Un pianiste nu égrène les notes d’une sérénade pendant que le rideau s’ouvre. Cinq hommes, nus également, déambulent éclairés par la lumière de leur smartphone sur fond de râles de mâles en plein orgasme. Le piano laisse la place à des rythmes de batterie pendant qu’un des hommes s’empare d une barre de pôle dance pour un numéro parfaitement maîtrisé exprimant une sensualité très féminine. Le décor démesuré évoque autant un temple de la luxure qu’un lieu de prière. Dans ce cabaret, ce sont les hommes qui se dévoilent exposant leur corps et leur nudité aux regards. Hors la lumière aveuglante des projecteurs, dans les coulisses du Giovanni’s Club pendant les moments d’attente, il n’est plus nécessaire de paraître. Les hommes sortent de leur personnage viril et montrent leur vrai visage, ouvrent leurs âmes. Le cabaret devient groupe de parole, clinique de désintoxication. Quand le spectacle reprend, ils remettent masques et armures pour remonter sur scène.
Le poids de la virilité
Dans « Giovanni’s Club », spectacle nominé aux Prix de la Critique en 2017, Claudio Bernardo évoque le mythe de Don Giovanni, et de son pendant réel Casanova, pour questionner la virilité aujourd’hui. Selon le chorégraphe ces deux libertins impies incarnent tous les travers attribués à l’homme. Séducteurs avides et insatiables, ils n’ont de cesse de multiplier les conquêtes pour affirmer leur pouvoir, leur emprise sur les femmes. Aujourd’hui, le féminisme et la libération de la femme sont passés par là. L’image de l’homme dans toute sa virilité est cassée, il a encore du mal à trouver sa juste position et continue à résister par la force et le pouvoir. Pourtant les fragilités sont en train de basculer et font que les hommes peuvent montrer leurs faiblesses. L’homme a de plus en plus de difficultés à respecter les codes de la virilité et souhaite se libérer de ce joug. Alors qu’il cherche sa place, les autres genres arrivent peu à peu, parfois de manière sournoise, déterminés à accéder à un monde dont l’homme détient toujours la clé.
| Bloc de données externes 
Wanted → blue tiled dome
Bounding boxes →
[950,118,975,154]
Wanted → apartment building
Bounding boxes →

On passe de numéros en numéros sans logique de grand final, bouclant simplement la boucle avec un retour sur le pianiste solitaire. Le chorégraphe emprunte deux extraits de l’opéra de Mozart : la sérénade d’ouverture et la scène où le Commandeur, sorte de robocop harnaché comme la police antiterroriste, tend la main à Don Giovanni et lui demande de se repentir ce qu’il refuse avant d’être englouti par les flammes de l’enfer. Un transgenre, Mavi Veloso, la chrysalide d’un homme en mutation vers le corps d’une femme, tourne autour du Commandeur en récitant comme une prière, le couche au sol dans une image de Piéta lumineuse avant de le débarrasser de toutes ses protections La bête de guerre devient humain.
À côté de la musique de Mozart et la reprise de quelques chansons, toutes magistralement interprétées chacune dans son genre, la musique originale a été confiée à Yves de Mey et Jean Philippe Collard Neven. La musique électronique du premier donne un ton très actuel et s’allie à la subtilité de la musique acoustique contemporaine du second. Les costumes tout en simplicité sont signés Jean Paul Lespagnard et certains motifs reprennent des compositions qu’un artiste plasticien réalise à partir de photos pornos des années 70/80.
La mise en scène est grandiose et les interprètes impressionnants par leur précision et leur aptitude à franchir les frontières qui séparent les différentes disciplines, danse, chant, musique, cirque. Ils n’incarnent pas des personnages isolés mais les différents visages d un même Don Giovanni. Très écrite mais toujours subtile, la chorégraphie est omniprésente comme dans la scène de lutte ou le match de football. Claudio Bernardo déconstruit le mythe de l’homme viril pour faire de la place aux autres genres.